Today we don't have any anonymous posts, but we want to have yours! Anonymous posts are a great way to express your views without disclosing your identity or writing something very lengthy and they can be as informal as you like.

November 13, 2013

Coming Out


           For some reason, I thought that once I came out to my parents, our relationship would return to normal and we would all live happily ever after. I understand that being able to even entertain the notion of coming out to my family is a huge privilege, and I am incredibly grateful for that.

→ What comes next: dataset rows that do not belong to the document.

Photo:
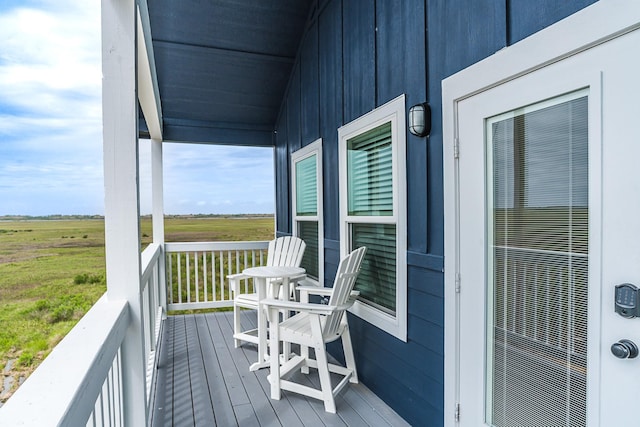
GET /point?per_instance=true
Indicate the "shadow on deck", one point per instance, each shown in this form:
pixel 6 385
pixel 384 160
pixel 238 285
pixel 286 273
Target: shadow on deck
pixel 204 381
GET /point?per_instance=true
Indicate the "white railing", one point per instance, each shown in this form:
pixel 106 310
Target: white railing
pixel 151 290
pixel 197 272
pixel 79 383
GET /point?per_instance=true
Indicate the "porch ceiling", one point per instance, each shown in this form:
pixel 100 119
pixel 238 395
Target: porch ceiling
pixel 223 66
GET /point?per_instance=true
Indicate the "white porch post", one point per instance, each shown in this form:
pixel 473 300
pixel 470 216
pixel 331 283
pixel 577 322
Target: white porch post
pixel 122 228
pixel 157 196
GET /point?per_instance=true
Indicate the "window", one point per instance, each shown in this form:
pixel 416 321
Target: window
pixel 373 212
pixel 306 166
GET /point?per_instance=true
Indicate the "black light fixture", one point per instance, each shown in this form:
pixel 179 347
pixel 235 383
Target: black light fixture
pixel 420 119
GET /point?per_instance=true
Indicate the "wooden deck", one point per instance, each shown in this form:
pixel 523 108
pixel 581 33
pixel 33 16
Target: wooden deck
pixel 204 381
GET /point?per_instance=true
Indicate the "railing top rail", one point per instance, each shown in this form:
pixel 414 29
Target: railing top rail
pixel 63 389
pixel 149 260
pixel 214 246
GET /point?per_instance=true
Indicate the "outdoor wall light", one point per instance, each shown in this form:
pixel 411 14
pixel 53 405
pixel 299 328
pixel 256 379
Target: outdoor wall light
pixel 420 119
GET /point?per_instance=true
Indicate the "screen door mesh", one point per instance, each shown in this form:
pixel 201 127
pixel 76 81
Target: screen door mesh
pixel 538 264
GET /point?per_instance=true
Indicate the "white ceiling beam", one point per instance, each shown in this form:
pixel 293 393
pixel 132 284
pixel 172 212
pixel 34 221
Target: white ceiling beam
pixel 148 92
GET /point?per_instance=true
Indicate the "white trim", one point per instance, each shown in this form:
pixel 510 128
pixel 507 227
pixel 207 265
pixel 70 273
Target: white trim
pixel 315 148
pixel 122 195
pixel 594 25
pixel 394 112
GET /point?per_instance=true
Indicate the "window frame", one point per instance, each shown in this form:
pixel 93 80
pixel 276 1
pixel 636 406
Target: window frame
pixel 315 148
pixel 394 112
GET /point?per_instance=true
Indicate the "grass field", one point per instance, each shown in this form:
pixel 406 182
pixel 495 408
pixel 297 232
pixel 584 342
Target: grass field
pixel 52 272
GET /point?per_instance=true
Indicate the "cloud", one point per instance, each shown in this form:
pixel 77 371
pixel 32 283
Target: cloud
pixel 50 107
pixel 51 127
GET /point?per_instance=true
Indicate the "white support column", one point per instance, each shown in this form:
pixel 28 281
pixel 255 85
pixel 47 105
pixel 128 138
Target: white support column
pixel 157 197
pixel 122 212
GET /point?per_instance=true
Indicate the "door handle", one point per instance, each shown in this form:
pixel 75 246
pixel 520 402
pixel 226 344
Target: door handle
pixel 624 349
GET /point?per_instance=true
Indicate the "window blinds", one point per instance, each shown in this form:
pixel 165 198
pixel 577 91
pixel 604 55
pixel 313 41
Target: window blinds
pixel 370 173
pixel 377 279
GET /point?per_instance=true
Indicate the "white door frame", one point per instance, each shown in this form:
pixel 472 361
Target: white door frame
pixel 585 29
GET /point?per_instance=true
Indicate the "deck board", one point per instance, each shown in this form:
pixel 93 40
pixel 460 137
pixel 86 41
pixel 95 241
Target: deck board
pixel 202 380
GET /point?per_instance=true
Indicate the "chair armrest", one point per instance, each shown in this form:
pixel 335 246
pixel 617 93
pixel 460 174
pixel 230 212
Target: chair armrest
pixel 277 304
pixel 315 290
pixel 234 282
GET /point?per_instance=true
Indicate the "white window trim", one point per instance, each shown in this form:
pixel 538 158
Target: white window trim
pixel 297 156
pixel 394 112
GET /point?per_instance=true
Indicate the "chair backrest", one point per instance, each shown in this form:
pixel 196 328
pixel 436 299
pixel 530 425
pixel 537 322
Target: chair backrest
pixel 342 286
pixel 287 250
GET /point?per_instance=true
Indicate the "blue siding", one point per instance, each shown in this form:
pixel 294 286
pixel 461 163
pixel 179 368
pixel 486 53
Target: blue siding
pixel 527 17
pixel 401 68
pixel 355 56
pixel 281 159
pixel 330 63
pixel 358 32
pixel 309 79
pixel 294 112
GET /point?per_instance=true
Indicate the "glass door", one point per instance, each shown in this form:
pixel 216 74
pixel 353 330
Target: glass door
pixel 537 264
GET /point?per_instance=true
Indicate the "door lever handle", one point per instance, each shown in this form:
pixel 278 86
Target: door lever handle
pixel 624 349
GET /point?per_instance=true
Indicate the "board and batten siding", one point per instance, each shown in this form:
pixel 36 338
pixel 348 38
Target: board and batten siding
pixel 354 57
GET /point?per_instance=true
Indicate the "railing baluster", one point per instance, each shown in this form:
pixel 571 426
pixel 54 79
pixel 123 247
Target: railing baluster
pixel 179 278
pixel 188 269
pixel 204 274
pixel 197 281
pixel 202 292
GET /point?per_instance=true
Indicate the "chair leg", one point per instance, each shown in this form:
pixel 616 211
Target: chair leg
pixel 274 343
pixel 325 379
pixel 349 358
pixel 304 352
pixel 236 325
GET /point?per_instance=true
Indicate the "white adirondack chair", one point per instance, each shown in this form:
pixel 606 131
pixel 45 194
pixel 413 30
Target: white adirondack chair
pixel 283 251
pixel 314 325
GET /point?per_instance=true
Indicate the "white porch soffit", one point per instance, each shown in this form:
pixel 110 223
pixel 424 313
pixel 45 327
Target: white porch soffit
pixel 148 93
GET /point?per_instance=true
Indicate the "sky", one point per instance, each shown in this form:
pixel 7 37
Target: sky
pixel 51 127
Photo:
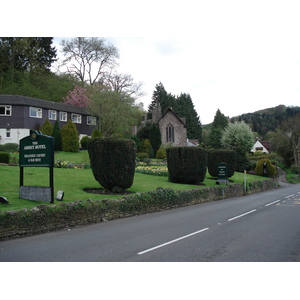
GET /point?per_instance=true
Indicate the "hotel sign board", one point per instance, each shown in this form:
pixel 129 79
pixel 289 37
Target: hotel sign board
pixel 36 150
pixel 222 173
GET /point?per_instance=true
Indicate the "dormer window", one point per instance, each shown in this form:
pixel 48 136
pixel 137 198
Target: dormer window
pixel 170 133
pixel 35 112
pixel 76 118
pixel 5 110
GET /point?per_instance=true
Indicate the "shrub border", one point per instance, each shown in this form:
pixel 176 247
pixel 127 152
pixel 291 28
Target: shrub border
pixel 45 218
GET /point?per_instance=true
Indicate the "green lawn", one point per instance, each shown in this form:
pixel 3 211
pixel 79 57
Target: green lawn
pixel 73 181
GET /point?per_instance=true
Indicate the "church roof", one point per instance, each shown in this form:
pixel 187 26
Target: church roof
pixel 182 120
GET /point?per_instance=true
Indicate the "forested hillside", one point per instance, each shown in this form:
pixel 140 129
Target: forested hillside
pixel 268 119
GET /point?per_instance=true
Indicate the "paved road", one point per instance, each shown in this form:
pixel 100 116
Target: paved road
pixel 260 227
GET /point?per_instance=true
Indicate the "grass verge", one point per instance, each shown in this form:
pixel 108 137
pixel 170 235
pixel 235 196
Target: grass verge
pixel 73 181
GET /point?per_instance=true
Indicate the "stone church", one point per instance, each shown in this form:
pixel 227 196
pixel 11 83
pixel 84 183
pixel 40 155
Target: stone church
pixel 172 128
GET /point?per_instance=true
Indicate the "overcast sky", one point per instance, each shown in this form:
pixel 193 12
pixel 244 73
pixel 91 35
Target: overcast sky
pixel 236 56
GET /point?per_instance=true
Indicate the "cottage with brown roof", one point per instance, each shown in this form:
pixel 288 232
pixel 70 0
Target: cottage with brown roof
pixel 19 114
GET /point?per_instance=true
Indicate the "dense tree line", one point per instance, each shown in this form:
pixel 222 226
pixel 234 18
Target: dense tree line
pixel 89 79
pixel 25 64
pixel 267 120
pixel 182 105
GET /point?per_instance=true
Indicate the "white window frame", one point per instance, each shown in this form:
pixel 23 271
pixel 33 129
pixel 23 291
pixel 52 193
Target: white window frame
pixel 76 118
pixel 52 114
pixel 7 110
pixel 170 136
pixel 63 116
pixel 35 112
pixel 91 120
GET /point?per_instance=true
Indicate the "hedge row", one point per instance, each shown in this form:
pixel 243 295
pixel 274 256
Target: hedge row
pixel 45 218
pixel 218 156
pixel 186 164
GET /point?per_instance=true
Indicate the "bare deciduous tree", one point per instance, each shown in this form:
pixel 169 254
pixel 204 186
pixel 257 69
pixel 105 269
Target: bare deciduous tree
pixel 89 58
pixel 124 83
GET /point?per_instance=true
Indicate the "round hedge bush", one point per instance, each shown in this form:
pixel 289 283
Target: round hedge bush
pixel 217 156
pixel 186 164
pixel 270 169
pixel 113 162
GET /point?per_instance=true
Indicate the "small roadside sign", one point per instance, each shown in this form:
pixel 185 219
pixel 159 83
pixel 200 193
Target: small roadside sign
pixel 222 173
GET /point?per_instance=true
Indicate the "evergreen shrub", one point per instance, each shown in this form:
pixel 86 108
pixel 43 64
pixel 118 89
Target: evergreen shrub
pixel 84 142
pixel 57 137
pixel 113 162
pixel 186 164
pixel 271 169
pixel 217 156
pixel 4 157
pixel 161 153
pixel 96 133
pixel 142 156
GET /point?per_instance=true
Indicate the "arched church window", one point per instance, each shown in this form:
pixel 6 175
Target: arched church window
pixel 170 133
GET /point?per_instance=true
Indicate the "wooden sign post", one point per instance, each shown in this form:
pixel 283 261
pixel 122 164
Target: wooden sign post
pixel 37 150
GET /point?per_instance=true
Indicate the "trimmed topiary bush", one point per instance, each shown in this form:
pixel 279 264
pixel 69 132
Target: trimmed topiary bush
pixel 84 142
pixel 4 157
pixel 96 133
pixel 161 153
pixel 57 136
pixel 113 162
pixel 186 164
pixel 270 169
pixel 217 156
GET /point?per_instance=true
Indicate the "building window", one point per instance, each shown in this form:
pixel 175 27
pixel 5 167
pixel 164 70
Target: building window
pixel 76 118
pixel 63 116
pixel 35 112
pixel 52 115
pixel 91 120
pixel 170 133
pixel 5 110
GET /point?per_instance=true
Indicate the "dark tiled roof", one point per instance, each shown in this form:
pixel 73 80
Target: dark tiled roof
pixel 267 145
pixel 182 120
pixel 27 101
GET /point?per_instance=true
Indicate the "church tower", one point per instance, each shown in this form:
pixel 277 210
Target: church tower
pixel 156 112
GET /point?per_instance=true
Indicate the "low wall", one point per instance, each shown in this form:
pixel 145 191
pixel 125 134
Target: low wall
pixel 46 218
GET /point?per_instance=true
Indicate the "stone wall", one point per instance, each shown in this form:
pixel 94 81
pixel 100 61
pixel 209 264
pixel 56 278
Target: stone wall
pixel 46 218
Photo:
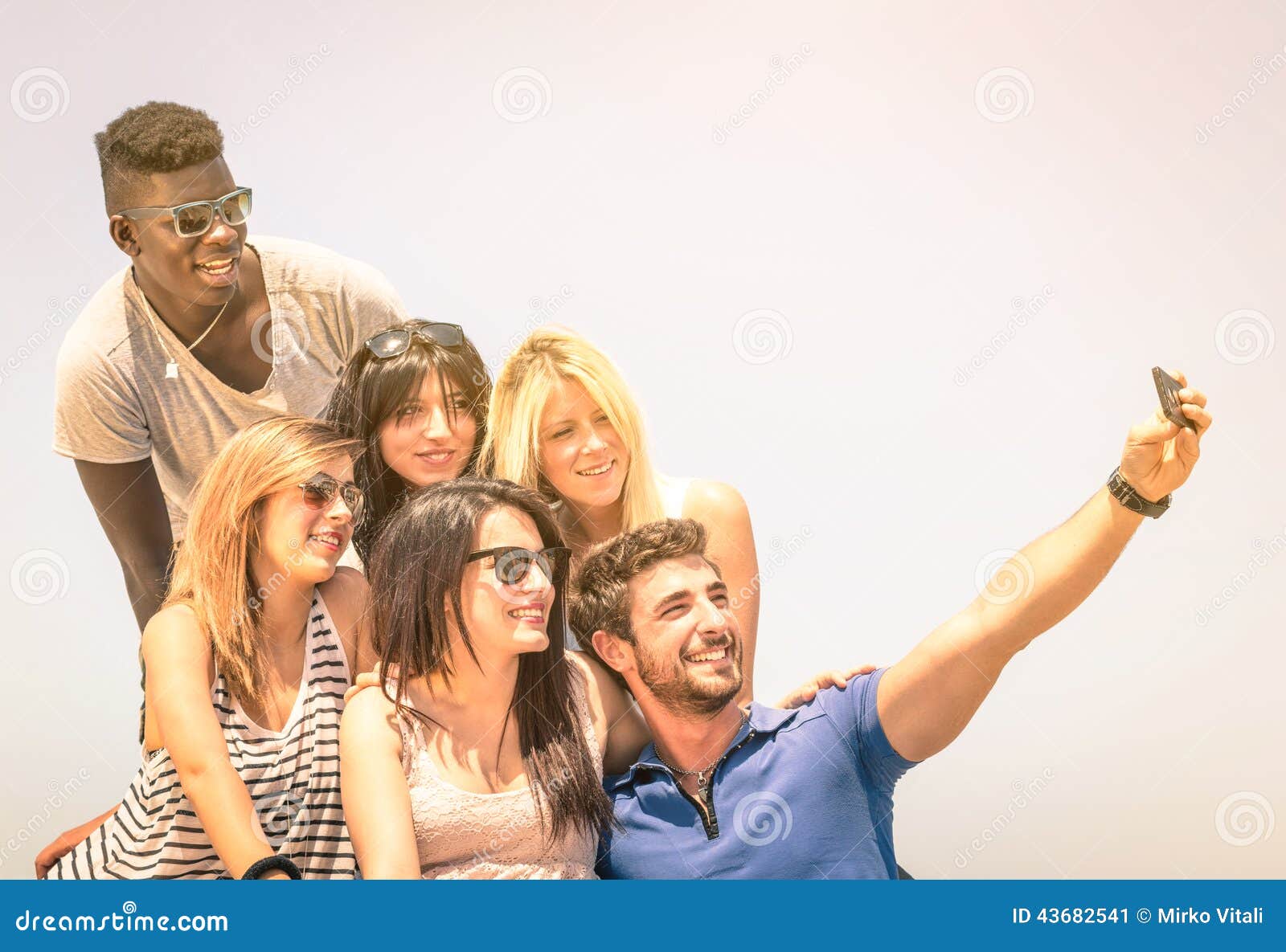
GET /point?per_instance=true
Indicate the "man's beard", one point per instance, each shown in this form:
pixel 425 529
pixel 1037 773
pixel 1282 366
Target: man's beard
pixel 677 688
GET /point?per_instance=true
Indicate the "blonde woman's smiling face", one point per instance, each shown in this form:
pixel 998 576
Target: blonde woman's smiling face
pixel 582 454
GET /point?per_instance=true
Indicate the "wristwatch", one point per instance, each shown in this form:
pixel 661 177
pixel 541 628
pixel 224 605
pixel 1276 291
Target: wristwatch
pixel 1128 496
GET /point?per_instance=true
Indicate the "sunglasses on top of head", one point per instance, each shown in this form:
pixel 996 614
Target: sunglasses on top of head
pixel 514 563
pixel 391 343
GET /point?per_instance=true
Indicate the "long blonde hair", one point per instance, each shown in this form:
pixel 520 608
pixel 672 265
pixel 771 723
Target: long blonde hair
pixel 212 568
pixel 512 446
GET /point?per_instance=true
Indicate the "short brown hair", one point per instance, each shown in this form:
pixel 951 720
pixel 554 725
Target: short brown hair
pixel 601 596
pixel 152 137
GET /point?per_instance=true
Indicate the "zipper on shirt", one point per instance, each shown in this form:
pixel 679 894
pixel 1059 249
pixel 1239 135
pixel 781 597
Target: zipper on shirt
pixel 709 819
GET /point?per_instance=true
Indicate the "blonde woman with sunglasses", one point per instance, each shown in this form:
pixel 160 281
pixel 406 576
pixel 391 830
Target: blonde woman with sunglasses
pixel 248 660
pixel 563 420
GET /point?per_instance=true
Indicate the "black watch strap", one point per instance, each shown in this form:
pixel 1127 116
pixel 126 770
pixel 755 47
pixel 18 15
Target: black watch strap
pixel 273 862
pixel 1128 496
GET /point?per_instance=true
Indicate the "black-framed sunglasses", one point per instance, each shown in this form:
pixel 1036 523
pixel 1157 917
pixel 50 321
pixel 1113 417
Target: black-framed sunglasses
pixel 321 490
pixel 193 219
pixel 391 343
pixel 514 563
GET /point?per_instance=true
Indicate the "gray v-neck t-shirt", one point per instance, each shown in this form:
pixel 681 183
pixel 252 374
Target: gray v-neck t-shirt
pixel 115 401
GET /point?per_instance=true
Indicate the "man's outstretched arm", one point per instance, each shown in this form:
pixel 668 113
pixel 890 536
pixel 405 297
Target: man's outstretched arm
pixel 130 506
pixel 926 699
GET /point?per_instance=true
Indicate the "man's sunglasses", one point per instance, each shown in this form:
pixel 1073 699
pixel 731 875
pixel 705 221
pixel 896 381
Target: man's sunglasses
pixel 514 563
pixel 195 219
pixel 390 343
pixel 319 492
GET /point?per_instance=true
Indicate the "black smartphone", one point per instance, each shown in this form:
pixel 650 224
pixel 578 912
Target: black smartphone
pixel 1168 392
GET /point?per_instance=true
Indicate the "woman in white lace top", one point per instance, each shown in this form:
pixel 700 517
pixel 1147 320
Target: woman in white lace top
pixel 485 757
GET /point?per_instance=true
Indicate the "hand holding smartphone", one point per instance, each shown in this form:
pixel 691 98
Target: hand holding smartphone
pixel 1168 390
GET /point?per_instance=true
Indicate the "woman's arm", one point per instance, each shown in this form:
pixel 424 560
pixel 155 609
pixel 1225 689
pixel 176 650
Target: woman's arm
pixel 179 671
pixel 373 788
pixel 731 546
pixel 619 725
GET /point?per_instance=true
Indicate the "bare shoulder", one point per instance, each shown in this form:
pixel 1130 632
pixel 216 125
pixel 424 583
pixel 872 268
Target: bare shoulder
pixel 602 688
pixel 709 500
pixel 345 589
pixel 370 714
pixel 175 626
pixel 175 643
pixel 346 593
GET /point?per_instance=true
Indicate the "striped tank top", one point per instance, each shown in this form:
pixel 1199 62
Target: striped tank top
pixel 293 778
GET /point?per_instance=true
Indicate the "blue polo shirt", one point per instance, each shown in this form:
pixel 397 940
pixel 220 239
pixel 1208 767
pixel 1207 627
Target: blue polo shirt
pixel 801 795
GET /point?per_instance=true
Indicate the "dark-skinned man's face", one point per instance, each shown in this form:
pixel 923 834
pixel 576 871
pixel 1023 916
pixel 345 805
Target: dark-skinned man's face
pixel 188 269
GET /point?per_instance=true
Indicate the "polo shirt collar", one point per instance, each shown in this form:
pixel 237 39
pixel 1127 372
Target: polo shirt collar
pixel 764 720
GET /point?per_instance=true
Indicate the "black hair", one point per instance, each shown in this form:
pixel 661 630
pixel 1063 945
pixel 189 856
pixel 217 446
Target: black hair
pixel 372 390
pixel 416 570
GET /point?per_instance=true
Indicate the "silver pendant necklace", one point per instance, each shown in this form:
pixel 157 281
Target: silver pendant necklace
pixel 706 774
pixel 171 368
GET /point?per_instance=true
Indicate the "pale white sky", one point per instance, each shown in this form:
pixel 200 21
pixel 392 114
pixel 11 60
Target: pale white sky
pixel 814 301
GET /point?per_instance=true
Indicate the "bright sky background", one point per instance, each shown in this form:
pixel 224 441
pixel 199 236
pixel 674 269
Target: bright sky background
pixel 814 302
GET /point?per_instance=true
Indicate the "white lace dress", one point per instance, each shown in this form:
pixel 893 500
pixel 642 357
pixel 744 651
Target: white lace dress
pixel 469 836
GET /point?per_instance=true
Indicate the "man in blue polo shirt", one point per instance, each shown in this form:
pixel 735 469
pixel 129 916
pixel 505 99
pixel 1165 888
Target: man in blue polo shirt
pixel 762 793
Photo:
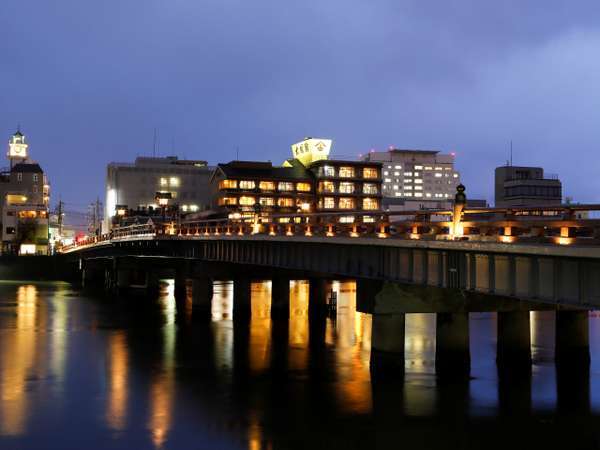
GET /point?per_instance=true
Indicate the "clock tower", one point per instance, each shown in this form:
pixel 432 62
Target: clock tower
pixel 17 148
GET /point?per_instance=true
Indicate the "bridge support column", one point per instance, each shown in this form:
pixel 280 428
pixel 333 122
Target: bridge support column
pixel 452 355
pixel 514 339
pixel 242 295
pixel 317 296
pixel 572 337
pixel 202 293
pixel 387 345
pixel 280 297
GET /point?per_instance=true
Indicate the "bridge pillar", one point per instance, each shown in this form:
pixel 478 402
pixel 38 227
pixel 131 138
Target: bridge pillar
pixel 572 337
pixel 202 293
pixel 242 296
pixel 452 355
pixel 514 339
pixel 387 344
pixel 317 296
pixel 280 297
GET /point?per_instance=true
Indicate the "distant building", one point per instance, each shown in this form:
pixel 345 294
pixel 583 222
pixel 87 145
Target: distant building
pixel 24 198
pixel 309 182
pixel 424 177
pixel 523 186
pixel 136 185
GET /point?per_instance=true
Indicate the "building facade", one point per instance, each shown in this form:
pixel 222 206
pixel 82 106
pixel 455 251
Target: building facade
pixel 137 185
pixel 525 186
pixel 24 199
pixel 309 182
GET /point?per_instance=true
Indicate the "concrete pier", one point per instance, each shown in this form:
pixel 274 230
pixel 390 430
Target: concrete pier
pixel 452 356
pixel 280 297
pixel 572 337
pixel 242 295
pixel 202 293
pixel 514 339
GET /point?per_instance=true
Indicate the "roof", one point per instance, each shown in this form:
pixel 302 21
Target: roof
pixel 263 170
pixel 27 167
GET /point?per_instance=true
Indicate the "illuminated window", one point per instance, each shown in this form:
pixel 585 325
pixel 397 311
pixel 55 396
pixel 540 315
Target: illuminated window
pixel 247 184
pixel 370 172
pixel 326 186
pixel 303 187
pixel 267 185
pixel 371 188
pixel 346 188
pixel 346 172
pixel 285 186
pixel 328 171
pixel 227 201
pixel 370 203
pixel 346 203
pixel 266 201
pixel 285 202
pixel 247 200
pixel 228 184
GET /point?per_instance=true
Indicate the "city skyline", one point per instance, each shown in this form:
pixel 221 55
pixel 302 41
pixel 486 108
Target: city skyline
pixel 220 78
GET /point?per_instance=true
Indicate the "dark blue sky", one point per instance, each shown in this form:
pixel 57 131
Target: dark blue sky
pixel 89 81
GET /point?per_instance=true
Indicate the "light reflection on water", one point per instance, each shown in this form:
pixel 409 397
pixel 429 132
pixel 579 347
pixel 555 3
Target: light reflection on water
pixel 163 381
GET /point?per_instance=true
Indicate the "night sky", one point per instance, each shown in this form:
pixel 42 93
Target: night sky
pixel 90 80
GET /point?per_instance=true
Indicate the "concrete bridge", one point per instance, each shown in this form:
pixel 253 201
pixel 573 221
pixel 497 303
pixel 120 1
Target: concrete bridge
pixel 395 275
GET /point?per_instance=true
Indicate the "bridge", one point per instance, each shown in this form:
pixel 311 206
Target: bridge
pixel 510 261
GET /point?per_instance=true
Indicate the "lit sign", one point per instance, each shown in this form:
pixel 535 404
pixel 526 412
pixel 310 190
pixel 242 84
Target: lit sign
pixel 310 150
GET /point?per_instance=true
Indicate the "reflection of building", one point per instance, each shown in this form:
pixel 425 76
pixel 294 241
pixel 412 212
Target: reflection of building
pixel 420 175
pixel 24 197
pixel 521 186
pixel 307 183
pixel 136 185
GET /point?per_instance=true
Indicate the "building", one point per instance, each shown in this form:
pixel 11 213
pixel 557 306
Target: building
pixel 24 199
pixel 420 175
pixel 523 186
pixel 137 185
pixel 309 182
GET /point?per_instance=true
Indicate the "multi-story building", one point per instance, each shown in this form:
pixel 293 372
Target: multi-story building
pixel 419 175
pixel 138 185
pixel 24 198
pixel 522 186
pixel 307 183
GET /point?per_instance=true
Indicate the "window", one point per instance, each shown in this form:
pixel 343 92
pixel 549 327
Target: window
pixel 370 203
pixel 227 201
pixel 370 172
pixel 346 203
pixel 266 201
pixel 247 184
pixel 328 171
pixel 285 186
pixel 346 188
pixel 267 185
pixel 285 202
pixel 326 186
pixel 247 200
pixel 371 188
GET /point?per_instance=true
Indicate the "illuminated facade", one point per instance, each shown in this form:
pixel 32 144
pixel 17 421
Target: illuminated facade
pixel 137 185
pixel 311 184
pixel 24 199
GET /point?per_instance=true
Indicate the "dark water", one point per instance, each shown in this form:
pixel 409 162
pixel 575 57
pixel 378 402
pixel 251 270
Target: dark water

However, my experience coming out was not as clean-cut and “easy” as I expected, speaking to the entrenched prejudice that our community sometimes faces at the hands of well-intentioned allies.

            In high school, when I started to come to terms with not being straight, I hid much of my life from my parents because I feared they would find out. I kept quiet about my friends (who were all girls), made up excuses when I went to gay clubs or events, and hid my love life from them. One time when my mother suggested that I had feelings for a male friend of mine, trying to “out” me before I was ready to be open, I felt so nauseous that I had to spend the entire day in bed. My father tried to force me to come out as well, physically cornering me in order to pop the question as I left for a jog – I had sensed what was coming and had literally evaded him for weeks – only for me to push him aside and run into the street to his screams (in French, so our neighbors wouldn’t know that his son is not straight): “I just want to know if you’re a homosexual!”

            I eventually came out to my parents my freshman year of college and accepted that they were only trying to be supportive, getting over these instances of insensitivity towards me, and many others. One day’s emotionally charged and very meaningful conversation about my identity, though, did not make up for years of lying to them. My sexuality since has basically stayed the same: taboo.

            My mom, despite all the love and support she showered on me the day I came out to her, has never once mentioned my sexual orientation to me. It’s been two years! Her only reference to people not identifying as straight occurs when she uses the word “queer” as a synonym for “weird” in everyday conversation. I cannot muster up the courage to tell her that that offends me. My dad, unfortunately, believes that I sleep with every single one of my gay friends from high school, and attempts to start a talk about safe sex whenever I leave the house to hang out with them. Maybe this is his way of coping with the dysfunction that my sexuality has brought to our relationship and addressing the aspect of my identity that hangs around like an elephant in the room all the time. Regardless of the reason, I still am not courageous enough to explain that I do not in fact have sex left and right, that he has really just been brainwashed by our society’s stereotype of gay men as promiscuous, hypersexual people, and that my sexual orientation is ultimately not inferior to his.

            In many ways, I feel like the years I spent in the closet, deceiving my parents and distancing myself so they would not find the truth out, have come back to haunt me in my attempts to restore normalcy after coming out. I do not feel comfortable addressing my identity around them, and they clearly struggle to broach the topic around me. I personally feel like I have to “come out” to them again, this time as a person who is comfortable enough to be militant about respectful treatment in a family setting.